Saffie s a foal born of Beretta, a horse rescued by trainers at Clarity Riding in Davidsonville, part of the Gaited Advocate Intervention Team.
All odds were against Saffie. The six-week-old filly played on the Navilus Farm in Davidsonville on Monday, chowing on a bucket of feed with her mother Beretta, nibbling at her caretakers and playing with the farm’s puppy, unaware of what she went through in the womb.
Clarity Riding caretaker and trainer Elizabeth Farina saved Beretta from being slaughtered last winter through the Gaited Advocate Intervention Team (GAIT). GAIT has been an official incorporation rescuing gaited horses (who have a lateral gate rather than the traditional trot) for the last year and a half.
Beretta was being shipped to slaughter in Mexico when the load of horses she was in crashed at the border, according to Farina. She says Beretta and the surviving horses were given a medication that disqualified them for slaughter, allowing GAIT to rescue her. Farina says she began training Beretta and even took her to the Pennsylvania Horse World Expo in March, when suddenly Beretta didn’t want to be ridden. Farina then realized Beretta was pregnant, and had been since she was auctioned for slaughter.
“She [Beretta] wasn’t vaccinated or fed correctly. There’s no reason I should have a healthy baby horse right now,” Farina said.
Beretta and Saffie are among the eight horses Farina has through GAIT rescues. The organization is nationwide, but is based out of Boyd, Maryland. GAIT’s president, Denise Parsons, has been working in the horse industry for 22 years and said she wanted to give back by focusing on gaited horse rescue.

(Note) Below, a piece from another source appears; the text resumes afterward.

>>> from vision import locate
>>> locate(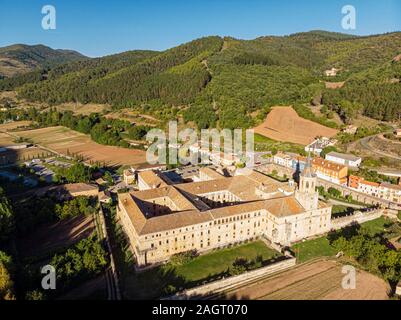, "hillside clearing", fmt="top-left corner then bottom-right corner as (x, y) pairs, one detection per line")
(254, 107), (338, 145)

“It’s a natural way of moving that Saffie came right out of the womb doing. It’s genetic. It’s not something trained or created,” Parsons explained. “The standard breeds already have a good network, and gaited horses don’t. Approximately 150,000 horses are shipped outside of the US to slaughter each year. If I don’t focus, I’ll go mad. There was nobody standing up for these gaited horses. A lot of rescues didn’t know what to do with them or how to ride them. People think that they’re an alien species, but they’re just normal horses.”

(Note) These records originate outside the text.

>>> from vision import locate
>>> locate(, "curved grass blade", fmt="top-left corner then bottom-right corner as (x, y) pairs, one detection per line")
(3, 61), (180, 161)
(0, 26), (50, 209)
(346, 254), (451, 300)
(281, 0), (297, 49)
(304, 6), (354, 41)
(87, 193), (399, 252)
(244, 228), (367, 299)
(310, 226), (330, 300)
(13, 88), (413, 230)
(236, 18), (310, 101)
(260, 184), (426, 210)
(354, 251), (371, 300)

For those who want to help in horse rescue, Farina recommends finding a registered rescue like GAIT to donate time, money and supplies, as she says non-reputable organizations can be coverups for hoarders or dealers.
Right now what Farina needs most is straw. She says she’s going through a bail or two a day taking care of Bretta and Saffie alone. Parsons says GAIT will always need monetary donations.

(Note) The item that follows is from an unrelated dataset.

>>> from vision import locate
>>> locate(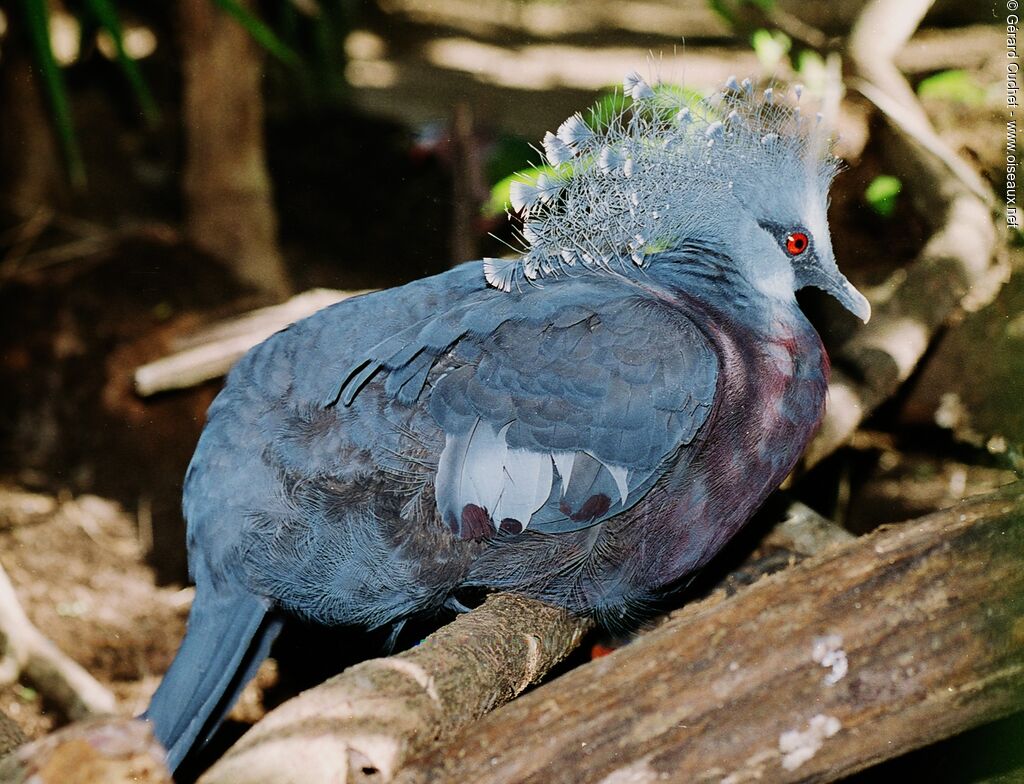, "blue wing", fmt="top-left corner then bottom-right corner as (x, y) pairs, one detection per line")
(327, 266), (718, 538)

Farina also stressed that gaited rescue horses like Beretta and Saffie have been overlooked.
“They’re not sick, they’re not old, they're not lame, they're not crazy. there’s nothing wrong with these horses,” Farina said. “Just because it’s a rescue doesn’t mean there’s anything wrong with it. There are horses up for rescue that if I had bred, I would be asking a lot of money.”